Other biophysical experiments were carried out to confirm whether the modified duplexes could release water molecules to different degrees upon melting. The results of osmotic stressing experiments (15,40) and melting curves in the presence of D2O (41) are described in the Supplementary Data. These experiments did not give useful data on our system (for example, different results were obtained with different osmolytes). Since evidence from our computational work and NMR experiments indicated that hydration was relatively unimportant, we did not pursue these methods further.
The ordered water structure around nucleic acids also contains ordered cations which can have a significant effect on duplex structure (42,43). Using Tm studies at various ionic strengths, several groups have examined the ion dependence of duplex melting (15,40). Because the 2′-substituents of arabinonucleic acids point into the major groove, specific ion interactions in the major groove could easily be different between ANA and 2′F-ANA.
Melting of the three hybrid duplexes, along with A-form RNA (RR) and B-form DNA (DD) controls, was studied under a variety of buffer conditions. Keeping the concentrations of duplex and other buffer components constant, the concentrations of Na+, K+ and Mg2+ were varied one at a time from 20 to 500 mM (Na+ and K+) or from 5 to 50 mM (Mg2+). As expected, increasing the concentration of any of the salts led to large increases in Tm values, however the magnitude of the increase varied significantly from duplex to duplex. The dependence of Tm values on ion concentrations is shown in Supplementary Figure S3.

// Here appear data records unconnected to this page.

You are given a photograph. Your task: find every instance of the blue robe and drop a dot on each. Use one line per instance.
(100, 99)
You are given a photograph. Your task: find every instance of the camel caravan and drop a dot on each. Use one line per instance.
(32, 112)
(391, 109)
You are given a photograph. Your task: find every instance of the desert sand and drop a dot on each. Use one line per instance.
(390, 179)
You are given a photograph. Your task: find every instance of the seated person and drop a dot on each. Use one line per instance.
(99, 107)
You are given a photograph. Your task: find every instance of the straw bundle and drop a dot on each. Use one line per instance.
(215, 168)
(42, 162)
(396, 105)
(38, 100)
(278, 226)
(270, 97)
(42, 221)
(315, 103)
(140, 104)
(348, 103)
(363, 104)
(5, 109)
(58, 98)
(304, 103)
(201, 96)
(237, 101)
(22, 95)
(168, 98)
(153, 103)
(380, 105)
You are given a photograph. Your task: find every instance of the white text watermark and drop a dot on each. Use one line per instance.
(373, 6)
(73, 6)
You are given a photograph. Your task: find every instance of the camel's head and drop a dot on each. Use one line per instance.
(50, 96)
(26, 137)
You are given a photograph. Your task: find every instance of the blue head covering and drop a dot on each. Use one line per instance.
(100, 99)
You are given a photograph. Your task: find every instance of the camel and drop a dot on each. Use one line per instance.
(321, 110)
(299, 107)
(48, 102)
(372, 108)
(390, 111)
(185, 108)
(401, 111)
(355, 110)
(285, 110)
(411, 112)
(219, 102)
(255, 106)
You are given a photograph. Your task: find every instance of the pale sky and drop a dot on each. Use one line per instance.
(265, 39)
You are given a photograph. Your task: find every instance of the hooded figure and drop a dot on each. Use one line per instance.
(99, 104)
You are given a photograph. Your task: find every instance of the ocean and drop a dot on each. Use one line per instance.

The slopes of these ion-dependence graphs were used to calculate the number of cations released upon melting of the various duplexes (Table 2; details of calculations given in Materials and Methods section). These numbers provide a picture of the relative importance of ion uptake (and release) by the modified duplexes.

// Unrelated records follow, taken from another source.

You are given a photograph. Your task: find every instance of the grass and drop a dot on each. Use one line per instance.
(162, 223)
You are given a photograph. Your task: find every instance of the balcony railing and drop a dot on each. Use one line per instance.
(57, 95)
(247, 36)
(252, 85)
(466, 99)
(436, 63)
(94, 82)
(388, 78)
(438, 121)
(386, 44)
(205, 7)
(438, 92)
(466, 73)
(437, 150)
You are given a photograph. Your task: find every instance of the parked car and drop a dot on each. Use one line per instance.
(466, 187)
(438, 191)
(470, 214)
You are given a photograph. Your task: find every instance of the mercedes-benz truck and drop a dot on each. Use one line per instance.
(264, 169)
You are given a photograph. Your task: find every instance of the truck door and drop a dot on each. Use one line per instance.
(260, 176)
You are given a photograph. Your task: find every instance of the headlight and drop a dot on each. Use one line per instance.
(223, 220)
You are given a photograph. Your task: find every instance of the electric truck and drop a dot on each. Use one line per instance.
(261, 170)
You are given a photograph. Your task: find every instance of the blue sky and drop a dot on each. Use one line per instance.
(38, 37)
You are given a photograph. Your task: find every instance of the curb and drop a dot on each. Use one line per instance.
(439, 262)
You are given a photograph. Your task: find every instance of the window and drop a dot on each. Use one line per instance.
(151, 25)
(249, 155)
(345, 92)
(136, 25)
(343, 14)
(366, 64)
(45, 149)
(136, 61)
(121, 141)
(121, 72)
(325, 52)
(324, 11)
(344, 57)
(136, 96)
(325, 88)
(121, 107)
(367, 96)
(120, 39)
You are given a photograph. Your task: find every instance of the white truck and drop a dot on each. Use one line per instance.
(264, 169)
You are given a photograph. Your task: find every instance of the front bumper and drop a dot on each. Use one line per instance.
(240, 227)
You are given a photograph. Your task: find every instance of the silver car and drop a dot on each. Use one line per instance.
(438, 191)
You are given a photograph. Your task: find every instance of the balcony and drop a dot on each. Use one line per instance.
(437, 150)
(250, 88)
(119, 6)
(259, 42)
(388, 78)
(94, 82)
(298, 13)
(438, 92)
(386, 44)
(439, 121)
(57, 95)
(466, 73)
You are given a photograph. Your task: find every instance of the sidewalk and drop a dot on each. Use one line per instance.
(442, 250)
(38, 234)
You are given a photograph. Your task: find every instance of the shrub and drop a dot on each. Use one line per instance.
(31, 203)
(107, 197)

Changes in the uptake of the monovalent cations were relatively small between the various modified duplexes, but some meaningful differences were observed. The pure A-form duplex RR had the highest ion uptake upon duplex formation, while duplex AR had the lowest. DR and FR hybrids, along with the B-form DNA duplex DD, had an intermediate level of ion uptake. Much larger differences were observed for AR in its Mg2+ uptake, which was about half that of the other duplexes, which all showed comparable levels of Mg2+ uptake. This suggests that ANA•RNA duplexes may have a much smaller affinity for divalent cations, and to some extent for counterions in general.

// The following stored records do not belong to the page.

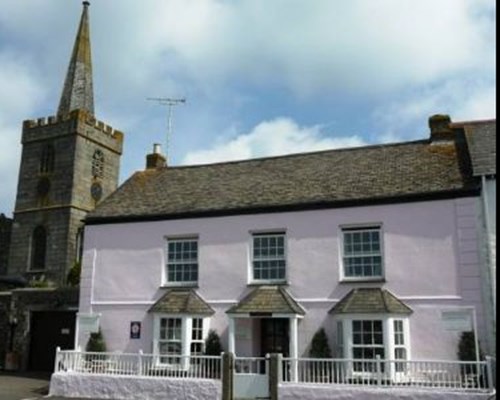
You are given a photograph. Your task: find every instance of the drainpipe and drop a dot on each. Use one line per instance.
(491, 268)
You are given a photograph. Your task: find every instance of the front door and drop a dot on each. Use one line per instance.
(274, 336)
(48, 331)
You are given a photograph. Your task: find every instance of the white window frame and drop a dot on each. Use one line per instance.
(186, 336)
(253, 235)
(361, 227)
(388, 334)
(169, 239)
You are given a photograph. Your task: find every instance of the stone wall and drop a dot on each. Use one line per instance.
(5, 298)
(61, 208)
(24, 301)
(5, 231)
(127, 388)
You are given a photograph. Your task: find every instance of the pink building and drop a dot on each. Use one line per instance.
(377, 245)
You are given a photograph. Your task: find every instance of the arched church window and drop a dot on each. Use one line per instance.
(98, 164)
(38, 248)
(47, 159)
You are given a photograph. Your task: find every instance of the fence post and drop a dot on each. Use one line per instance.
(58, 359)
(378, 370)
(139, 364)
(489, 374)
(227, 376)
(274, 374)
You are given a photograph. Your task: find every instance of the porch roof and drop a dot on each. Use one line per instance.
(370, 301)
(267, 299)
(182, 301)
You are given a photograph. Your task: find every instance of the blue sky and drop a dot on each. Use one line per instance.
(261, 77)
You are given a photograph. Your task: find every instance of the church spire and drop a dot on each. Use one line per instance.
(78, 92)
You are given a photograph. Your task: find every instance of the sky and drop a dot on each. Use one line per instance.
(260, 77)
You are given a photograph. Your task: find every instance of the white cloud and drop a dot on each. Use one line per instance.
(406, 118)
(21, 93)
(270, 138)
(306, 47)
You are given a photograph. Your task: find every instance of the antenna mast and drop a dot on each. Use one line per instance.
(169, 102)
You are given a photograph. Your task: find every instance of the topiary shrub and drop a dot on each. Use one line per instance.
(96, 342)
(73, 278)
(319, 345)
(213, 346)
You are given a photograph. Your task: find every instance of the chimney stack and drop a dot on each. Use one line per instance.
(156, 159)
(439, 125)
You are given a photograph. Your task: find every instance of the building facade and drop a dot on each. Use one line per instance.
(375, 245)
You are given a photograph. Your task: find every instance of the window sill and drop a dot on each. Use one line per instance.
(363, 280)
(268, 283)
(180, 285)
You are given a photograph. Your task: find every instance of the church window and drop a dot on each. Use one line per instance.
(47, 159)
(98, 164)
(38, 248)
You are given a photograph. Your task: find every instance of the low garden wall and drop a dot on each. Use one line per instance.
(317, 392)
(133, 388)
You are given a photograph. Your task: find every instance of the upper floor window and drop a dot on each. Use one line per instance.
(98, 164)
(182, 260)
(362, 252)
(38, 248)
(268, 257)
(47, 159)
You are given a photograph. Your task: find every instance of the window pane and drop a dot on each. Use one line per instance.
(362, 254)
(182, 264)
(269, 256)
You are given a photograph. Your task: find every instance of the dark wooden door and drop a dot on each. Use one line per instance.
(50, 329)
(274, 337)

The relative free energy of binding of the arabinonucleic acid derivatives towards a RNA substrate (ΔΔGbind) was determined by using a standard thermodynamic cycle (Figure 6). In this computational technique, differences in the free energies of the vertical processes (duplex formation) are derived from analysis of the reversible work associated with the horizontal processes, which correspond to the interconversion of arabino and 2′F-arabino derivatives in an isolated single strand or hybrid duplex. All mutations were smooth, without apparent discontinuities that could signal the existence of hysteresis effects (Supplementary Figure 8). Replacing all 2′-OH groups of ANA with fluorine (2′F-ANA) in a 12-nt sequence leads to a free energy difference of −16.2 ± 0.6 kcal/mol favoring the stability of 2′F-ANA over ANA (see ‘Materials and Methods’ section). This corresponds to a free energy difference per nucleotide of −1.3 ± 0.6 kcal/mol (see Table 3), in good agreement with the experimental difference of around −1.1 kcal/mol (derived from numbers in Table 1). Very interestingly, almost the same value per sugar (−1.2 ± 0.5 kcal/mol; see Table 3) is found when the simulation is repeated for a 5-nt sequence, which suggests that the stabilization free energy induced by the arabino→2′F-arabino mutation runs parallel with the length of the oligo. The agreement with experimental results support the validity of these theoretical calculations and demonstrates that the larger stability of 2′F-ANA-modified hybrids can be fully rationalized under the ideal conditions considered by our calculations: low duplex concentrations and low ionic strengths.
MD/TI calculations are very powerful to predict changes in stability due to small chemical modifications, but the global character of a free energy difference precludes a straightforward decomposition scheme (44–46) and so the origin of the stabilization produced by the change from arabinose to 2′F-arabinose is not obvious. Encouraged that the stability difference was computationally reproducible, we performed a systematic computational study on the ANA•RNA and 2′F-ANA•RNA duplexes as well as the single-stranded ANA and 2′F-ANA oligos and examined several possible reasons for the higher stability of 2′F-ANA•RNA duplexes.
Analysis of the equilibrium samplings did not reveal any significant structural change that could justify the greater stability of the 2′F-ANA derivative, in agreement with the high-resolution NMR data (see above). In general the 2′F-ANA hybrids appear more rigid than the ANA ones (Supplementary Figure S9), as is usually found in more stable structures, but the differences are small as suggested by NMR experiments. Analysis of the impact of the arabino→2′F-arabino change in sugar puckering also failed to detect any dramatic conformational difference between the two molecules which could explain the difference in stability (5).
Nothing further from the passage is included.